Deze oefeningen zijn ook bedoeld om uw blikstabilisatie te verbeteren. Er bestaat een reflex tussen uw evenwichtsorganen en uw ogen. Deze reflex zorgt ervoor dat u kunt focussen op bijvoorbeeld een verkeersbord als u beweegt. Deze reflex kan verstoord zijn door beschadiging of uitval van een of beide evenwichtsorga(a)n(en). 

Voorbereiding

De fysiotherapeut legt precies uit wat de bedoeling is. Doe de oefeningen met veel aandacht en regelmatig: 

  • Doe de oefeningen 5 keer per dag. 
  • Per oefening voert u drie series van 60 seconden uit.
  • Oefen met voldoende snelheid om de klachten op te wekken.
  • De oefeningen moeten duizeligheid of een onstabiel gevoel opwekken. Wanneer dit niet gebeurt, hebben de oefeningen geen nut. 

De behandeling

Oefening 1

  • Ga voor een muur staan op ongeveer 2 tot 3 meter afstand en richt uw blik op een voorwerp, zoals een post-it met een letter erop.
  • Draai uw hoofd van links naar rechts en weer terug.
  • Houd het voorwerp goed in focus (u moet het nog kunnen lezen).
  • Doe dit zo snel mogelijk, het voorwerp moet scherp blijven tijdens het bewegen van uw hoofd.

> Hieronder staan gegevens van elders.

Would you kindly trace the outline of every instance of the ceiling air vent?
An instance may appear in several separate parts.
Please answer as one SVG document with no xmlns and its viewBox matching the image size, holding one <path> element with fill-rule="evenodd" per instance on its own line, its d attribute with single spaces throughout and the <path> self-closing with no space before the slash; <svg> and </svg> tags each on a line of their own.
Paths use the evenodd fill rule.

Doe dit 1 minuut achter elkaar en neem dan 1 minuut rust.
  • Let op: de hoofdbeweging hoeft niet ver te zijn, ongeveer 20 tot 30 graden.

 

  • Neem hetzelfde voorwerp, maar beweeg uw hoofd nu naar boven en naar beneden en weer terug terwijl u het voorwerp goed scherp houdt. 
  • Doe dit zo snel mogelijk, het voorwerp moet 
    scherp blijven tijdens het bewegen van het hoofd.

 

  • Plak een post-it met een letter erop in het midden van een onrustige achtergrond(bijvoorbeeld een krant, tafelkleed, cadeaupapier).
  • Kijk goed naar de letter en beweeg uw hoofd zo snel als u kunt van links naar rechts en weer terug.

Oefening 2

  • Houd een kaart met een letter erop in uw hand op armlengte afstand. Beweeg uw hoofd en de kaart van links naar rechts en weer terug in tegenovergestelde richting (bijvoorbeeld uw 
    hoofd naar links en arm naar rechts en omgekeerd).
  • Doe dit zo snel als u kunt, het voorwerp moet scherp blijven tijdens het bewegen.
  • Let op: de bewegingen zijn langzamer en minder ver dan bij Oefening 1.

 

  • Plak een post-it met een letter erop, in het midden van een krant, tafelkleed of cadeaupapier. 
  • Kijk goed naar de letter en beweeg uw hoofd en het krant/tafelkleed/cadeaupapier van links naar rechts en weer terug in tegenovergestelde richting (bijvoorbeeld uw hoofd naar links en arm naar rechts en omgekeerd). Doe dit zo snel als u kunt, het voorwerp moet scherp blijven tijdens het bewegen.
  • Let op: de bewegingen zijn langzamer en minder ver dan bij Oefening 1.


Oefening 3

  • Ga op 60 tot 120 centimeter afstand voor een kale muur zitten. Plaats 2 letters (bijvoorbeeld X en Z) op de muur ongeveer 60 cm uit elkaar.
  • Plaats de twee kaarten dicht genoeg bij elkaar 
    zodat u, wanneer u de ene letter ziet, de andere nog in uw ooghoek kunt zien.
  • Kijk goed naar de X en houdt uw hoofd ook gedraaid naar de X (uw neus wijst naar de X).
  • Terwijl uw hoofd naar de X gedraaid blijft, kijkt u naar de Z (alleen uw ogen bewegen dus).
  • Daarna draait u uw hoofd naar de Z (uw ogen bewegen eerder dan uw hoofd).
  • Herhaal hetzelfde in tegenovergestelde richting. Let op dat u het doel in focus houdt gedurende de hoofdbeweging.
  • Varieer met de snelheid van de hoofdbewegingen (doel is altijd goed scherp blijven zien).
  • Varieer met 2 verticaal geplaatste letters of met een drukpatroon op de achtergrond (zoals een druk gordijn of behang).

Oefening 4

  • Kijk naar een vast punt voor u.
  • Sluit uw ogen en draai uw hoofd een stukje naar links of rechts, terwijl u zich voorstelt dat u nog naar het punt kijkt. Open uw ogen en controleer of het u gelukt is uw ogen op het doel gefocust te houden.
  • Herhaal het in de tegenovergestelde richting.
  • Probeer zo precies en accuraat mogelijk te zijn.
  • Varieer de snelheid van de hoofdbewegingen.
  • Varieer ook in verticale en diagonale richting.
  • Oefen tot 3 minuten, rust uit als het nodig is.